I'd like to offer an appology to all. I simply miscounted the rounds and I will attempt to explain. On Tuesday I purchased the Glock 19 and bought some ammo at the same time. The owner limits everyone to 3 boxes per day and only FMJ. I asked for and he agreed to sell me, one box of JHP ammo since I had purchased the pistol. He went to the back room and came back with a small box, 20 count, of hollow point 9MM ammo. As I loaded the magazine that night I oriented the box in rows of 4 instead of rows of 5 which I am used to. As result, I mistakenly thought that I had put 17 rounds in the magazine. In fact I only got 14 rounds in it but I'll not even mention that. I got some great advice and learned a great deal from the posts.


----------



## PhilR. (Apr 25, 2007)

gilream said:


> It's time for me to Man Up here. This Crow tastes a little gamey!


heh heh... welcome to the club.....:mrgreen:


----------



## Supermanwoot (May 16, 2009)

DevilsJohnson said:


> You're best to not put more into the mag than what is supposed ot go in them. It can lead to a failure.


I was shooting a glock at the range the other day (now i think just because its a glock it had problems) and I had a LOT of trouble getting the 15th round in there even, and sure enough first shot: ejects the shell casing but then loads 1 and 1/2 rounds into the breech and the slide couldn't close all the way.

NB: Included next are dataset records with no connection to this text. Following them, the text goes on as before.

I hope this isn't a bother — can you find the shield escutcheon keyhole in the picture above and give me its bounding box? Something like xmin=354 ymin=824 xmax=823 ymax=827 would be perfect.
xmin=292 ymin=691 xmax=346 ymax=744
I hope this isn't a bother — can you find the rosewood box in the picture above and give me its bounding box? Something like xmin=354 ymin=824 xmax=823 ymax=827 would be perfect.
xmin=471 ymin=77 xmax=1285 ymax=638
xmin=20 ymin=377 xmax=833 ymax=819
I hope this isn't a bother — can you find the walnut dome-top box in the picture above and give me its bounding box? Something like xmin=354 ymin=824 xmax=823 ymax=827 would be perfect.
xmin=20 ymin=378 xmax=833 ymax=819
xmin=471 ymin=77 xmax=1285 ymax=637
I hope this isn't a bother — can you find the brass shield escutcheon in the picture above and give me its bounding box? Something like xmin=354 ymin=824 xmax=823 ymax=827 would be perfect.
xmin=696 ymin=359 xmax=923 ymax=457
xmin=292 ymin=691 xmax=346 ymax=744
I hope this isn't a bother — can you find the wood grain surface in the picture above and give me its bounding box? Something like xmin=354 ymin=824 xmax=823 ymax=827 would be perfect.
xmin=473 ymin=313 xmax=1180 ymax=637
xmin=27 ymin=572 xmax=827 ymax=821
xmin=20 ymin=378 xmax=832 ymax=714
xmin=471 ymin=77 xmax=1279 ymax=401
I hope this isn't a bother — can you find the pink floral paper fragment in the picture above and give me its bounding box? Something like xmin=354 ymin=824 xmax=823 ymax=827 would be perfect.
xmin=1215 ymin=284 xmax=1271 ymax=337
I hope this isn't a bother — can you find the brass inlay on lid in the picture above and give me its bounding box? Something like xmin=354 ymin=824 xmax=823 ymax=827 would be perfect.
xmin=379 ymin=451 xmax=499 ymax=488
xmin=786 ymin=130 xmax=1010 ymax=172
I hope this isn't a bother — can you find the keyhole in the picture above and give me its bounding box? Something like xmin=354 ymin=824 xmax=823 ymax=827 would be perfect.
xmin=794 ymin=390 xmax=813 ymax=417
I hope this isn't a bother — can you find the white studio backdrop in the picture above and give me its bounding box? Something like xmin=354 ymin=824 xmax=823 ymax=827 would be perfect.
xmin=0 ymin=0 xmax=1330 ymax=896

then on the last shot the slide closed all the way and didnt stay action open despite being out of ammo... hmm glocks....


----------



## Guest (May 16, 2009)

Supermanwoot said:


> hmm glocks....


So you're saying that their motto *GLOCK PERFECTION* isn't totally accurate?


----------



## SaltyDog (Jan 1, 2009)

Supermanwoot said:


> I was shooting a glock at the range the other day (now i think just because its a glock it had problems) and I had a LOT of trouble getting the 15th round in there even, and sure enough first shot: ejects the shell casing but then loads 1 and 1/2 rounds into the breech and the slide couldn't close all the way.
> 
> then on the last shot the slide closed all the way and didnt stay action open despite being out of ammo... hmm glocks....


Well I don't think you can blame the Glock for that - whoever owns that Glock has some problems, weak magazine spring, weak or broken recoil spring or rod and it could be the ammo among other things.

It happened to my Sig P229 - the last round did not leave the slide locked back - changed out the magazine spring and it works fine.

I have an addictive SIGness and GLOCK ROCKS!


----------



## Supermanwoot (May 16, 2009)

scottaschultz said:


> So you're saying that their motto *GLOCK PERFECTION* isn't totally accurate?


ha i dont know why I threw this in this thread, I guess it was just an example of overloaded magazines and the glock in question was VERY USED, not that it should matter. Also, I have nothing against glocks, just an old magazine I'm sure


----------



## DevilsJohnson (Oct 21, 2007)

Yeah..That sounds like a wore out mag...It happens. I don't have a problem with Glocks either. I just don't want to own one :smt082


----------